I assume that calculators are not allowed, perhaps not even paper and pencil.
With paper and pencil, there is an algorithm to find the square-root of any number accurate to as many digits as we wish. Please post if that is the case.
Without calculator, pen and pencil, we resort to mental arithmetic.
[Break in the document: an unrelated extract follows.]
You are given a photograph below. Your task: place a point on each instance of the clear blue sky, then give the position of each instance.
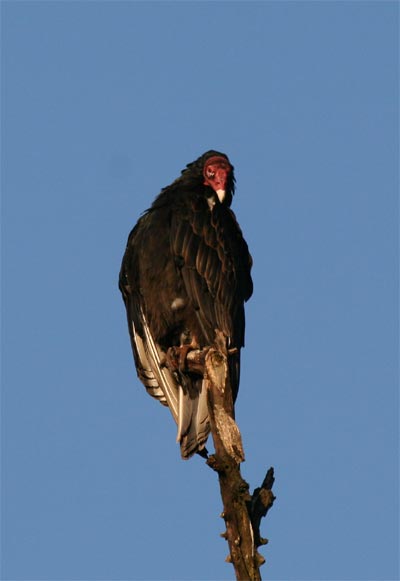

Someone with a little practice can memorize or calculate the square of all numbers up to 100, or as many as one can.
Here we can take advantage of exactly the property suggested by Xisca... that is, sqrt(44)=2sqrt(11), which reduces the calculation to more accuracy with a lesser knowledge of the squares of numbers.
As a first approximation, we know that 33*33=1089, or 3.3*3.3=10.89, which is already very close to 11.
Thus a first approximation to sqrt(44)=2sqrt(11)=2*3.3=6.6 (approximately).
To refine the calculation of sqrt(11), we use Newton's approximation, namely
a better approximation is given by 3.3 + (11 - 3.3^2) / (2*3.3) = 3.3+0.11/6.6 = 3.3+1/60
which gives
sqrt(44) = 2(3.3+1/60) = 6.6+1/30 = 6.6333,
actually accurate almost to the nearest 1/10000.
All of the above can be done mentally
For those who need help with rounding to the nearest hundredth (0.01), we drop digits AFTER the 2nd decimal, namely *.**33. If the first digit dropped is 5 or more, add one to the last digit retained, otherwise, retain only the two digits after the decimal. In this case, the first digit dropped is 3, so it will simply be dropped. The final answer is then 6.63, to the nearest hundredth.